The mom started to cry.

It took two trips with a hand truck plus several more trips carrying food and their little Jetta was overflowing. Food sat on the back window and under the kids’ feet. They couldn’t have gotten one more thing in that car.

When they unloaded the presents and put them around the tree, they had to be stuffed into every nook and cranny. She’d never seen so many presents in all her life.

What was amazing was how much time and thought was put into the gifts. It wasn’t just a matter of spending money. Clearly whoever bought the gifts knew her kids enough to know their tastes. Plus, there were homemade cookies and hand-knitted afghans for each of them. They even got gifts for the mom.

We always hear how it’s more blessed to give than receive. But in Blue Like Jazz, Donald Miller makes the observation that it can be hard to receive because it implies need, and we don’t like to be needy people. We like to be the ones who have the surplus to give from.

It’s hard to accept other people’s help. But the Bible says to tell of the Lord’s wonders and faithfulness. Psalm 78:4 says, “We will not hide these truths from our children but will tell the next generation about the glorious deeds of the Lord. We will tell of his power and the mighty miracles he did.”

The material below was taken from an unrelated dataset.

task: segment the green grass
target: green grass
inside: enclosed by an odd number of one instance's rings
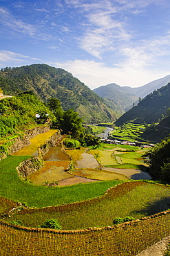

Because, bottom line, this is about God and His faithfulness. He provided. Not just for their needs, like He’s promised to do. But for some of their wants as well. And abundantly. What a wonderful lesson for those children.

And me too. Because I was that mom.

It’s humbling to receive generosity, even when you need it. I’d like to think that with every book I write, I’m giving a little bit of that back to every mom out there who is where I was, to anyone alone and struggling and hurting. Especially this time of year.

Take a moment to give someone a hug, a plate of cookies, a warm drink. Look around to see if you can meet a need. Or accept a bit of generosity. Take a sacred pause in the middle of this busy season to give, to receive, to bless, and be blessed.

I don’t know who adopted us for Christmas. I do know they will be rewarded in heaven, but I also hope they’ll get some little reward here on earth too.